The students from various secondary schools across the Western Cape re-enacted the historic occasion, which occurred in the National Assembly on May 9 1994, when Sisulu nominated Mandela as democratic South Africa’s first President.

The students took the roles of Members of Parliament, who participated in the proceedings, and the public, who witnessed them from the public gallery.

The Students’ Parliament aims to create awareness about Parliament’s role in reconciliation and nation-building, Parliament’s processes and procedures and to reflect on current issues and provide tools for community building.

Freedom Park chief executive, Jane Mufamadi said: “This year is a very special year for us as South Africans as we honour and remember the two struggle icons Mama Albertina Sisulu and former President Nelson Mandela.

“We join the nation, we join the world in celebrating these centenaries as Freedom Park, particularly when we talk about mama Albertina Sisulu because we know as we stand here today, it is unfortunate that in the African continent in particular women are still subjected to many forms of abuse and many struggles.”

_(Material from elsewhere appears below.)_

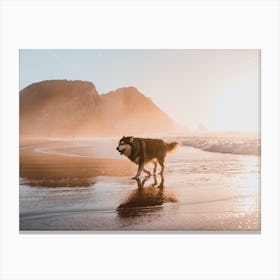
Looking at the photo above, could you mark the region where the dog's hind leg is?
[158,158,164,175]
[132,162,144,179]
[153,160,157,174]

She added that the public can learn from leaders like Sisulu who have displayed humanity in giving their lives, themselves towards assisting, the destitute, the oppressed and also the young.

Mufamadi further added that she hoped that South Africans would take time to reflect and appreciate women in general for their contributions particularly for other women struggles but also for the struggle of the African continent and South Africa.

She said Freedom Park had decided to shift its focus to celebrating centenaries with young people and wanted to develop a cadre of young leaders who are grounded in their history, their heritage, their culture.

“Because it is only when you know who you are and where you come from that you should become a better leader and understand the challenges better, the issues around land, the issues around poverty,” she said.